Конечно, Зубейда в жизни не резала кур, мужское это дело, изначала так повелось. Но что же ей теперь делать, к какому сукину сыну пойти и сказать: мол, сын Агабаджи Агагюль мне курицу принес; что удивляешься, не может он мне курицу подарить, что ли? Не надо было ей этого парня отпускать, заставить бы его зарезать курицу, сразу же и ощипать, и осмолить. «Ну, ты и штучка…» Это Зубейда сама про себя сказала: «Ну, ты и штучка…»
А село будто вымерло, светились только электрические лампочки на уличных столбах, да время от времени проблескивал в море одинокий маяк; тусклым был этот блеск в знойной безлюдной ночи и напоминал прежде всего об одиночестве, о человеческом одиночестве, и Зубейде стало ясно как дважды два, что не сможет она зарезать эту пеструю курицу, и, самое главное, вдруг страшно расстроилась Зубейда, так расстроилась, что дальше некуда.
Просто спятить можно: ну, что она тут делает в ночной рубашке, с ножом в руке?

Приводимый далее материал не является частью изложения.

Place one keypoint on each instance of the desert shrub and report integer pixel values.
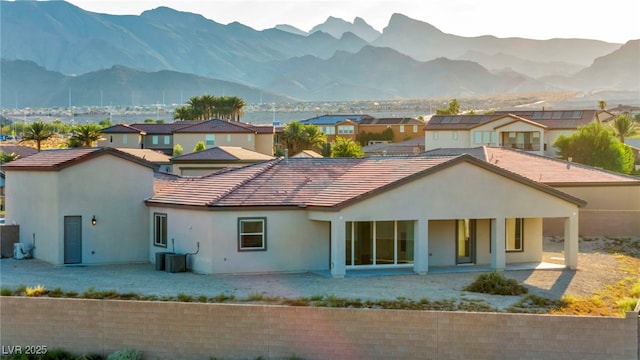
(495, 283)
(126, 354)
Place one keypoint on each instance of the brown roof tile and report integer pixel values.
(54, 160)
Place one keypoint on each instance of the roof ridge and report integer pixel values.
(245, 181)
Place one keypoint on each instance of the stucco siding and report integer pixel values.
(112, 189)
(189, 141)
(32, 198)
(293, 243)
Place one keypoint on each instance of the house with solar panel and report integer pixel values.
(531, 130)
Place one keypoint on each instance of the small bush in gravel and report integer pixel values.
(495, 283)
(126, 354)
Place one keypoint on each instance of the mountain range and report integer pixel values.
(55, 53)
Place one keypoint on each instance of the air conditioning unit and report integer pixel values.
(175, 263)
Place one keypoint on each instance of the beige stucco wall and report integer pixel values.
(294, 243)
(447, 139)
(189, 141)
(264, 144)
(111, 188)
(32, 198)
(133, 141)
(171, 330)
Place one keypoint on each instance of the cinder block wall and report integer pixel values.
(612, 223)
(171, 330)
(9, 235)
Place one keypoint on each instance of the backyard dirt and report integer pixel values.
(599, 265)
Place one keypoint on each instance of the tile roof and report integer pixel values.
(223, 153)
(153, 156)
(304, 182)
(334, 119)
(391, 121)
(539, 168)
(54, 160)
(560, 119)
(218, 126)
(123, 129)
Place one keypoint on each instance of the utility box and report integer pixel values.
(175, 263)
(160, 257)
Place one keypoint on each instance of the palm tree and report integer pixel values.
(312, 137)
(292, 134)
(38, 132)
(345, 147)
(623, 127)
(237, 108)
(85, 135)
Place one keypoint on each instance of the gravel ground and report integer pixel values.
(597, 267)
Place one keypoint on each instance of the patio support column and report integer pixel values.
(338, 248)
(421, 247)
(498, 251)
(571, 241)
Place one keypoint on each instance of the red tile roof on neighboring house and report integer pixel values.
(218, 126)
(539, 168)
(223, 153)
(322, 183)
(54, 160)
(21, 151)
(123, 129)
(552, 119)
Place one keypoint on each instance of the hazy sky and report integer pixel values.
(610, 20)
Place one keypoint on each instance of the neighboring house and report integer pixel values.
(226, 133)
(81, 206)
(188, 133)
(409, 147)
(214, 159)
(533, 131)
(156, 157)
(21, 151)
(403, 128)
(344, 214)
(307, 154)
(613, 200)
(345, 126)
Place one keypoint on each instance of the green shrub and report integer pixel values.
(126, 354)
(495, 283)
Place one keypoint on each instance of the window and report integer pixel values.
(514, 233)
(485, 137)
(160, 229)
(345, 129)
(252, 234)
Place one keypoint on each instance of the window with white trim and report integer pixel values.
(345, 129)
(160, 229)
(514, 234)
(252, 234)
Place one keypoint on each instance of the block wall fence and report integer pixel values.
(172, 330)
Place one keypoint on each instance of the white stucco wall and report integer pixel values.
(294, 243)
(31, 198)
(111, 188)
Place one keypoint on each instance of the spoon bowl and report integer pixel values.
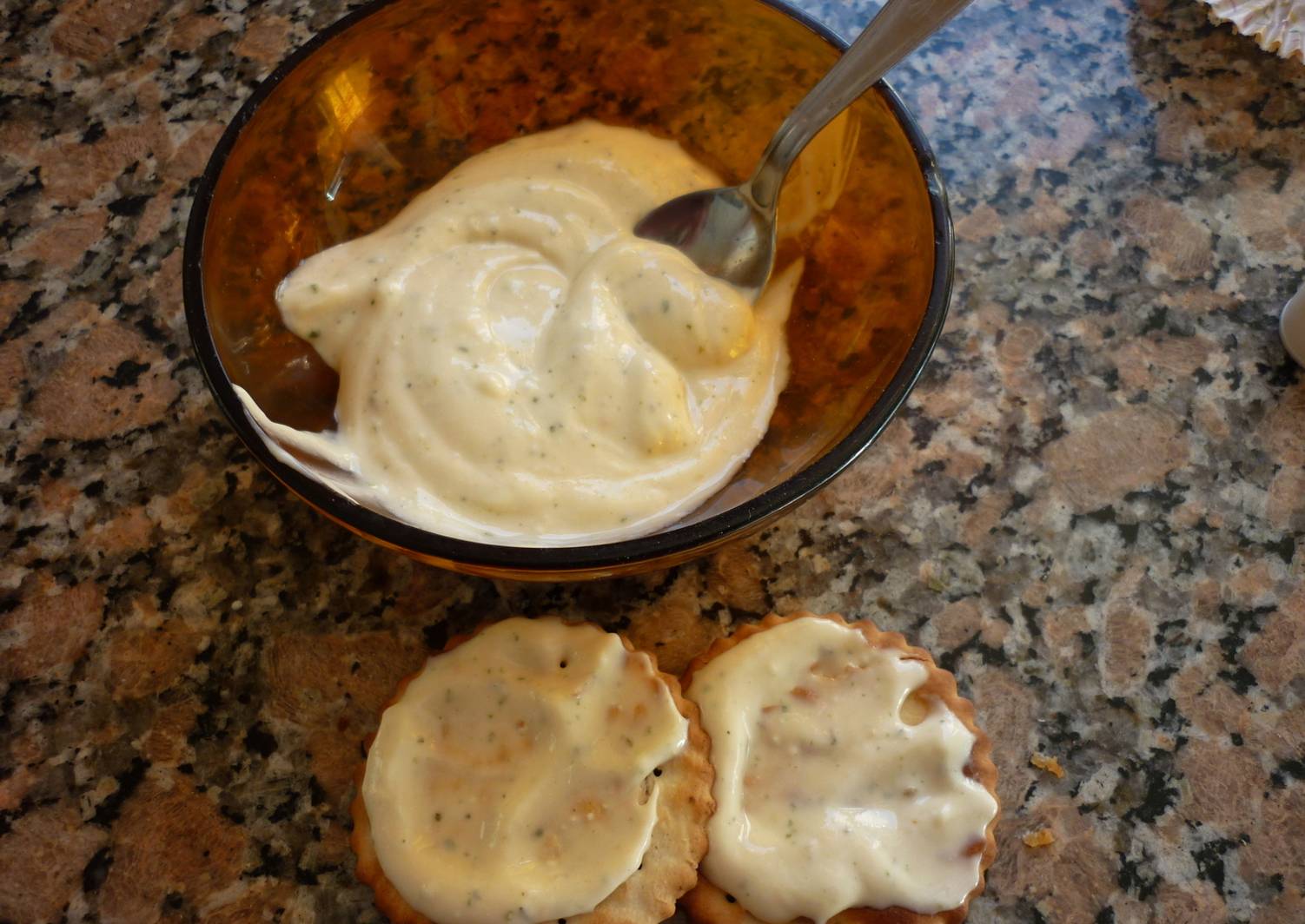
(730, 233)
(722, 230)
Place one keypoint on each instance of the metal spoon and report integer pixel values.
(730, 233)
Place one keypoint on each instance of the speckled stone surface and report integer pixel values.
(1092, 509)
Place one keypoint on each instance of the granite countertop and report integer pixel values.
(1092, 509)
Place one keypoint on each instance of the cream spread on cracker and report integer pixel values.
(513, 782)
(836, 789)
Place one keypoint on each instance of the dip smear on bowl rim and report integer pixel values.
(851, 783)
(582, 769)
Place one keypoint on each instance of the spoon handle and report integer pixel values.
(894, 33)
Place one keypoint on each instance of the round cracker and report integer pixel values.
(670, 866)
(707, 903)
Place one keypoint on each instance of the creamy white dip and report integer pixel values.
(516, 366)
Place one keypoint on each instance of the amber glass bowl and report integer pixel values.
(387, 101)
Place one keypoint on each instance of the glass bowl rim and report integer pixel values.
(676, 542)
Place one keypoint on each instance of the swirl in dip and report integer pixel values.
(516, 366)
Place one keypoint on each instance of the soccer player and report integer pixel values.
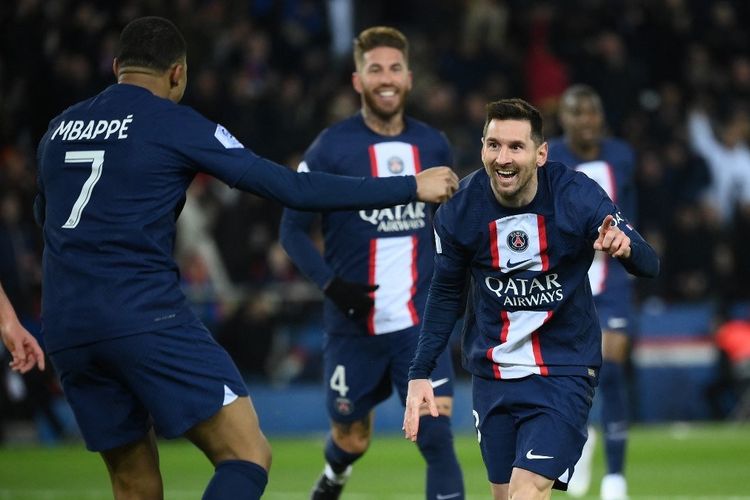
(132, 356)
(376, 269)
(526, 230)
(611, 163)
(22, 346)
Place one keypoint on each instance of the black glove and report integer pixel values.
(352, 298)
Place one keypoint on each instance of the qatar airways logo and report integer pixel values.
(523, 292)
(399, 218)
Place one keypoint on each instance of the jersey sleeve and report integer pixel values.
(217, 152)
(294, 233)
(444, 299)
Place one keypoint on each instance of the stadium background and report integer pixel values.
(276, 72)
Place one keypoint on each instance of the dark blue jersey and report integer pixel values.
(530, 305)
(390, 247)
(614, 171)
(113, 171)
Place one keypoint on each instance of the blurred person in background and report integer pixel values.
(610, 162)
(376, 269)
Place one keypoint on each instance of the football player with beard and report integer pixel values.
(376, 269)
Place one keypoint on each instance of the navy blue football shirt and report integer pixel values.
(113, 171)
(614, 171)
(391, 247)
(530, 307)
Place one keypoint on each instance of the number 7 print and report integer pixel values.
(97, 160)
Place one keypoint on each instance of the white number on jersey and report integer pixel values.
(338, 381)
(476, 424)
(96, 158)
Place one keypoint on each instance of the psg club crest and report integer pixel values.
(518, 241)
(395, 165)
(344, 406)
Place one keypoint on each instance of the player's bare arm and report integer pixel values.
(612, 240)
(436, 185)
(418, 396)
(22, 346)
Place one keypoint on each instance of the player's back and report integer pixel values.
(113, 182)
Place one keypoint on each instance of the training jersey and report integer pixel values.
(530, 307)
(113, 171)
(390, 247)
(614, 171)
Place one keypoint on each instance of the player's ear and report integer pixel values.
(176, 74)
(357, 82)
(541, 154)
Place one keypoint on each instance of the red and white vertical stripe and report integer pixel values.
(519, 353)
(603, 174)
(393, 260)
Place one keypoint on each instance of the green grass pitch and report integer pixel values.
(677, 461)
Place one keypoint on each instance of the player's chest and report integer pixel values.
(530, 241)
(387, 159)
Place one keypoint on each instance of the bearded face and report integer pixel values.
(383, 81)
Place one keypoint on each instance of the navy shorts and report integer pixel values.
(361, 371)
(534, 423)
(615, 311)
(170, 379)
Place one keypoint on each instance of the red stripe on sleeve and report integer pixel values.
(542, 228)
(493, 245)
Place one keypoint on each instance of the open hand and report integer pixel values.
(436, 185)
(612, 240)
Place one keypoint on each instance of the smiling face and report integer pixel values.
(511, 157)
(383, 80)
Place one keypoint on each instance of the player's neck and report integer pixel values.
(390, 126)
(149, 80)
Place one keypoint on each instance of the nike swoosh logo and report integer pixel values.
(511, 265)
(438, 383)
(531, 456)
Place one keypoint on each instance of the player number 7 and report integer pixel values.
(96, 158)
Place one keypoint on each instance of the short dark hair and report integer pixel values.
(516, 109)
(579, 91)
(151, 42)
(379, 36)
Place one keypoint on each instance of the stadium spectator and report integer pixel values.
(131, 354)
(375, 269)
(586, 147)
(532, 341)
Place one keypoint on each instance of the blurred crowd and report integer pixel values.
(674, 76)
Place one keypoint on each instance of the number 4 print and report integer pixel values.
(338, 381)
(96, 158)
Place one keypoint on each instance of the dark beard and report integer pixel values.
(379, 113)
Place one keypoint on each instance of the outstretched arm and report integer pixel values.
(20, 343)
(634, 253)
(322, 191)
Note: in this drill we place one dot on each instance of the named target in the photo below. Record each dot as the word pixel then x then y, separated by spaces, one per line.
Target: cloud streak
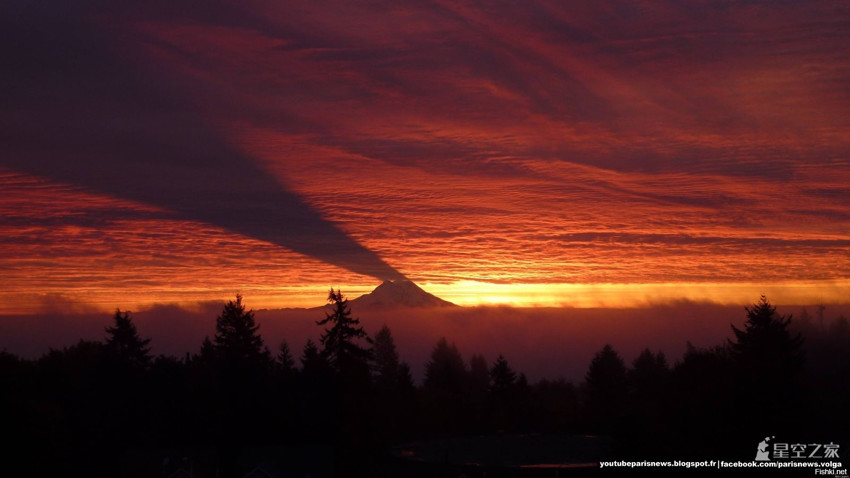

Все это так не вязалось с тем, что ей хотелось вспомнить, она с самого утра тосковала по какому-то воспоминанию — далекому воспоминанию; и как раз в этот момент — удивительно! — из глубины ее памяти, как из клубящегося тумана, постепенно выплыло давно забытое лицо, а еще через мгновение на лице проступила улыбка, причем какая-то суровая улыбка.
Зубейда, наклонившись, подняла упавший на землю нож, спотыкаясь пошла к дому, включила свет на веранде, села на стул и положила руки на колени.
Где же те письма? Куда она их спрятала?
Два письма было, всего два, и оба она получила на главпочтамте в Баку, они были «до востребования», два треугольника, два солдатских треугольника… И Зубейда вспомнила, что одно из этих двух писем, то, что побольше, еще во время войны взяла у нее Дурдане, оставила на память. «Такие хорошие, умные письма разве без ответа оставляют, слушай? — сказала она. — Не променяю, — сказала она, — сотню твоих золотозубых Адилей на одно это письмо». Да, так сказала Дурдане и с тех самых пор стала понемногу умнеть.